しょんぼりとしながら一人反省会をしていると、マスターはいつものように鼻を鳴らして言葉を続けた。
「……ただ、これまで誰も成し遂げたことのない、立体構造の陣を実現したと言うのは、間違いなく快挙だろう」
「マスター……!マスターも、人のこと褒めるんですねっ!」
感動と共に素直な感想を告げれば、マスター・リカルドはこめかみに血管を浮かせながら目を閉じて腕組みをした。彼は割と頻繁に血管が浮き沈みする体質みたいで、こうして黙って血管をひくひくさせていることが多い。
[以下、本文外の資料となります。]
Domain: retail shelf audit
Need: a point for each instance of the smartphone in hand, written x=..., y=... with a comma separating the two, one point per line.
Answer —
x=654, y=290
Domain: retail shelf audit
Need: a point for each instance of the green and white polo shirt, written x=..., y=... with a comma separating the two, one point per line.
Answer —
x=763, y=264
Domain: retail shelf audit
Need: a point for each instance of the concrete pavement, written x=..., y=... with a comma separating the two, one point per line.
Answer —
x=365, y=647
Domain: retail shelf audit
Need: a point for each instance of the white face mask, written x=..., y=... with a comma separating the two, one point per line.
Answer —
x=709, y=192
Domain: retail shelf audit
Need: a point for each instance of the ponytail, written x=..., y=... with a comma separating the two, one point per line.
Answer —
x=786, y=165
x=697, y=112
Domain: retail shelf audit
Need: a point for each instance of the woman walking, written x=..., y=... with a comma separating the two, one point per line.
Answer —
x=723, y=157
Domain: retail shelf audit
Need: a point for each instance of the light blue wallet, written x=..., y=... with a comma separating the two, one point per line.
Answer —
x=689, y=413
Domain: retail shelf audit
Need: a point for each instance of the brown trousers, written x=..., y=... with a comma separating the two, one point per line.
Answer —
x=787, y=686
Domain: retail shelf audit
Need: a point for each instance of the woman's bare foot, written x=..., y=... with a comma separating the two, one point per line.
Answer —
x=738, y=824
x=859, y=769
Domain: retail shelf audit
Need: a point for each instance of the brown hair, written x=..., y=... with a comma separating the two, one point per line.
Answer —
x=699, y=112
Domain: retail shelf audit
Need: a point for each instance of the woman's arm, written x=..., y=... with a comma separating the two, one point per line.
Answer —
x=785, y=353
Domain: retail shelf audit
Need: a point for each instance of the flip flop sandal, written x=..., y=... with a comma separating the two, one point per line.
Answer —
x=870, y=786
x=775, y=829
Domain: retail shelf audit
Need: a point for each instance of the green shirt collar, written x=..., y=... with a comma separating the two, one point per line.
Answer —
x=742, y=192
「課題は山積みですけど……でも、マスターが背後に立ったりしても、ちゃんと魔法が使えるようになりました!これも『訓練』のお陰だと思います」
思わずニコニコしながら告げれば、彼は何故か深々と溜め息を吐きながら告げた。
「……私の存在に、お前が慣れて来たと言うのもあるのだろうが。未だに大人数の注目を浴びる時には、緊張で動けなくなる時があるだろう」
「うっ……」
やっぱりバレていた、と思いながら、雷が飛んで来ないかとヒヤヒヤしながら彼の横顔を盗み見ると、どこか複雑そうな表情で私を見下ろしていた。
「全く……何故この私に懐いて、有象無象の輩の視線を恐れる?理解不能だ……」
またブツブツと何事かを呟き始めたマスターに、確かにどうして私は視線がこんなにも苦手になってしまったんだろうと思いながら、マスターにそれを指摘された時のことを思い出していた。